Here's the step-by-step process to convert NTFS to FAT32 using the Disk Management tool without losing data.
Step 1: Press "Windows" + "X" and select "Disk Management".
Step 2: Right-click on the dedicated partition and select "Shrink Volume".
Step 3: Type the size you want to shrink and select "Shrink".
Step 4: Once the volume is shrunk, format the drive to FAT32, and move the data from NTFS to the new FAT32 partition.
Step 5: In the next step, delete the NTFS partition. This will create a new unallocated space.
Step 6: Again right-click the FAT32 partition and select "Extend Volume". Now, select the unallocated space and tap "Extend".
That's it you drive will restore to the actual size and you won't lose any data during the process. However, since it's a complicated process, it's better to stick to the AOMEI Partition assistant to do the job.

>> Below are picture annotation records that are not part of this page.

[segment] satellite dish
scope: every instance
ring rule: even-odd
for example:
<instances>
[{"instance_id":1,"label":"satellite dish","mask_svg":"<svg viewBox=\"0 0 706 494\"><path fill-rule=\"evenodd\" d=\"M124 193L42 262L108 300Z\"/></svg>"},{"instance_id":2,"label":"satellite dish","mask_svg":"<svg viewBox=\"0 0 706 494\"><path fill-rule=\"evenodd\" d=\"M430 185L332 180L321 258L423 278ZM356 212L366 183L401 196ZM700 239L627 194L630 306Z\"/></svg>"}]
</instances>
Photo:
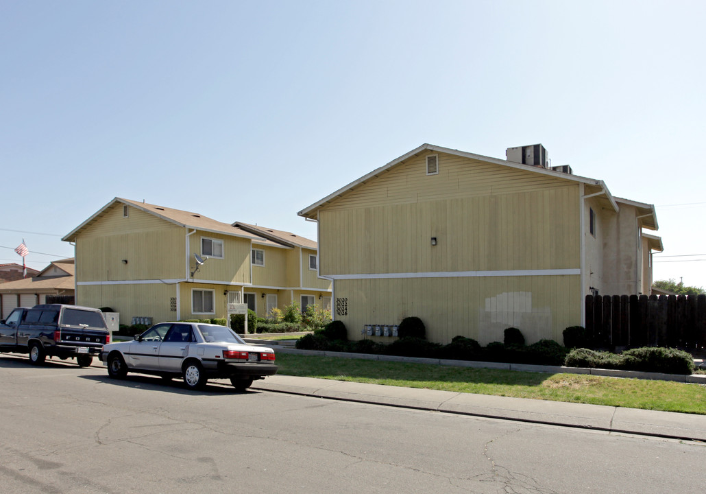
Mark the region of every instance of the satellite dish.
<instances>
[{"instance_id":1,"label":"satellite dish","mask_svg":"<svg viewBox=\"0 0 706 494\"><path fill-rule=\"evenodd\" d=\"M208 260L208 258L202 259L198 254L193 254L193 259L196 259L196 265L193 268L193 271L191 271L191 279L193 279L193 275L196 274L196 271L198 271L198 268L203 265L203 263Z\"/></svg>"}]
</instances>

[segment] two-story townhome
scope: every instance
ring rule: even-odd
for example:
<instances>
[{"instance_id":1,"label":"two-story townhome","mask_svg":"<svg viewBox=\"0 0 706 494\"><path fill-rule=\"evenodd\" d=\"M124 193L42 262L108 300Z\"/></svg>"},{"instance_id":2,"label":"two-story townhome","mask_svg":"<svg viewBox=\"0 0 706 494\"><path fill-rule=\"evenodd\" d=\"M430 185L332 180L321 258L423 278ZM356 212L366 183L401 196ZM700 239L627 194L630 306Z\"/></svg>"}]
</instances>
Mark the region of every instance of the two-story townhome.
<instances>
[{"instance_id":1,"label":"two-story townhome","mask_svg":"<svg viewBox=\"0 0 706 494\"><path fill-rule=\"evenodd\" d=\"M654 206L549 166L541 145L506 156L424 144L299 213L318 222L319 274L349 338L417 316L441 343L510 327L561 342L587 294L650 293Z\"/></svg>"},{"instance_id":2,"label":"two-story townhome","mask_svg":"<svg viewBox=\"0 0 706 494\"><path fill-rule=\"evenodd\" d=\"M225 317L228 303L252 301L257 252L291 248L234 223L117 197L63 240L75 245L76 302L109 307L123 324ZM276 257L270 269L286 270Z\"/></svg>"},{"instance_id":3,"label":"two-story townhome","mask_svg":"<svg viewBox=\"0 0 706 494\"><path fill-rule=\"evenodd\" d=\"M244 292L249 309L264 317L273 307L297 302L302 312L309 305L330 310L331 281L318 276L316 242L257 225L233 225L268 241L253 241L252 285Z\"/></svg>"}]
</instances>

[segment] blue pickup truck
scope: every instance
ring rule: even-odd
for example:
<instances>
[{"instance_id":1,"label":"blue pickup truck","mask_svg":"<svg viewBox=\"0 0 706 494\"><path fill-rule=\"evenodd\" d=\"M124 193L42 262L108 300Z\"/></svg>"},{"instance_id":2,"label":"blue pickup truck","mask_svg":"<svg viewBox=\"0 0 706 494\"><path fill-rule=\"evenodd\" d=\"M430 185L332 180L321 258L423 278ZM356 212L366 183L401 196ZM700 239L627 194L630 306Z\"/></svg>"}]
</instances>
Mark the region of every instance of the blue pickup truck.
<instances>
[{"instance_id":1,"label":"blue pickup truck","mask_svg":"<svg viewBox=\"0 0 706 494\"><path fill-rule=\"evenodd\" d=\"M97 309L42 304L13 309L0 321L0 352L27 353L35 365L47 356L56 356L76 358L86 367L109 343L110 331Z\"/></svg>"}]
</instances>

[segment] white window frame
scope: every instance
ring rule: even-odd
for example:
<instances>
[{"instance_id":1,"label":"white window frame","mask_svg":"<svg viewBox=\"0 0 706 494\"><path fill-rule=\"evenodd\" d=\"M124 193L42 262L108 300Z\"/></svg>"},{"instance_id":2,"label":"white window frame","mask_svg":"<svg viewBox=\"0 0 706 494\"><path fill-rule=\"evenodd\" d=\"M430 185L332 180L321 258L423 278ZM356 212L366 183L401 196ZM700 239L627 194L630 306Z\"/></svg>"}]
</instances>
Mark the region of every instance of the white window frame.
<instances>
[{"instance_id":1,"label":"white window frame","mask_svg":"<svg viewBox=\"0 0 706 494\"><path fill-rule=\"evenodd\" d=\"M211 242L211 254L206 254L205 252L203 252L203 241L204 240L208 240L208 241L210 241ZM215 254L214 254L213 253L213 244L216 243L216 242L220 244L220 246L221 246L221 254L220 256L217 256L217 255L215 255ZM220 240L220 238L211 238L210 237L201 237L201 256L202 257L206 256L206 257L208 257L208 259L223 259L224 258L224 255L225 255L224 252L223 252L223 247L224 247L224 245L223 245L223 240Z\"/></svg>"},{"instance_id":2,"label":"white window frame","mask_svg":"<svg viewBox=\"0 0 706 494\"><path fill-rule=\"evenodd\" d=\"M194 307L193 297L197 292L200 292L202 294L206 292L209 292L211 294L211 311L210 312L198 312ZM203 295L202 295L203 297ZM201 305L203 305L203 300L201 300ZM203 308L203 307L202 307ZM211 288L191 288L191 314L215 314L216 313L216 292L215 290Z\"/></svg>"},{"instance_id":3,"label":"white window frame","mask_svg":"<svg viewBox=\"0 0 706 494\"><path fill-rule=\"evenodd\" d=\"M307 304L306 305L307 306L308 305L313 305L314 307L316 307L316 298L314 295L307 295L306 293L302 293L301 295L299 295L299 305L301 306L299 307L299 309L301 310L301 313L302 314L304 314L306 311L306 307L304 305L304 300L301 300L304 297L311 297L311 298L312 302L311 302L311 304Z\"/></svg>"},{"instance_id":4,"label":"white window frame","mask_svg":"<svg viewBox=\"0 0 706 494\"><path fill-rule=\"evenodd\" d=\"M273 307L277 307L278 301L277 298L277 293L267 293L265 295L265 310L267 311L265 314L265 317L270 315L270 311ZM274 302L273 303L270 300L274 300Z\"/></svg>"},{"instance_id":5,"label":"white window frame","mask_svg":"<svg viewBox=\"0 0 706 494\"><path fill-rule=\"evenodd\" d=\"M255 292L243 292L243 303L244 304L247 304L248 303L248 297L252 297L253 298L253 308L250 309L249 307L248 307L248 308L250 309L251 310L252 310L256 314L257 314L258 313L258 294L256 293Z\"/></svg>"},{"instance_id":6,"label":"white window frame","mask_svg":"<svg viewBox=\"0 0 706 494\"><path fill-rule=\"evenodd\" d=\"M429 158L433 158L436 160L436 171L429 173ZM424 166L426 169L426 175L438 175L439 174L439 155L438 154L430 154L427 155L426 159L424 160Z\"/></svg>"},{"instance_id":7,"label":"white window frame","mask_svg":"<svg viewBox=\"0 0 706 494\"><path fill-rule=\"evenodd\" d=\"M262 252L262 254L263 254L263 263L261 264L258 264L256 262L256 261L258 259L257 259L257 256L255 254L256 252ZM265 249L256 249L254 247L253 249L251 249L251 251L250 251L250 263L253 266L259 266L261 267L264 266L265 266Z\"/></svg>"}]
</instances>

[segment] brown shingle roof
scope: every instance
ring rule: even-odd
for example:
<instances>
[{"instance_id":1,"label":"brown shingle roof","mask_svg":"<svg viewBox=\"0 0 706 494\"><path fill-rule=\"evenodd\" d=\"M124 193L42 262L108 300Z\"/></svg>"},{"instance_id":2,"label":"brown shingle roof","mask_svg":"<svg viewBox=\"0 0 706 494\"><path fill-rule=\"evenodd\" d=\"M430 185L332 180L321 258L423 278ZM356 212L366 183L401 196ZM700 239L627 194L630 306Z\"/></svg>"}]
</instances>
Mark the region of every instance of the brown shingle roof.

If you don't want to install third-party software or feel like using Windows Disk Management is a complete challenge, an easier option would be to directly format the NTFS drive in FAT32. However, direct formatting will delete the entire data from the drive so it would be better if you are back-up all your files before moving ahead with the process.
Here are three different ways to format a drive from NTFS to FAT32 file system.
Step 1: Expand the "Start" menu and type "CMD" in the Cortana search box. Right-click the search result and select "Open as Administrator".
Step 2: Once you're in the Command Prompt window, execute the following command.
convert d: /fs:fat32 (Replace "d" with the drive letter that you want to format)
That's how to convert NTFS to FAT32 CMD in a Windows system.
You can also use Windows Powershell to format an NTFS drive into FAT32. Powershell is a Command-Line utility that's exclusively available on Windows 10 only. So, if you're using an earlier version of Windows, you'd have to stick to the previous conversion method only.
Here's the step-by-step guide to format NTFS partitions in FAT32 using Windows Powershell.
Step 1: Press "Windows" + "X" and select "Windows Powershell Admin".
Step 2: Once you're in the command-line interface, simply type the following command and press Enter.
format /FS: FAT32 D: (Again, make sure to replace "D" with the drive letter that you want to convert).
Finally, you can format a drive in the FAT32 file system using the Windows Disk Management tool as well. However, you can only format a drive with up to 32 GB size. If the drive size extends this limitation, the "format" option won't be available for the select drive.
Step 1: Open the Disk Management Tool and right-click the drive that you want to format.
Step 2: Select "Format" and click "Yes".
Step 3: Now, name the drive and use the drop-down menu to change the file system to "FAT32".
Step 4: Press "Ok" and the drive will be formatted to FAT32.
That wraps up our guide on different methods to convert NTFS to FAT32. If you're looking for a hassle-free way to convert NTFS to FAT32 file system, we'd recommend using AOMEI partition as it offers a quick and convenient solution without causing any harm to your data.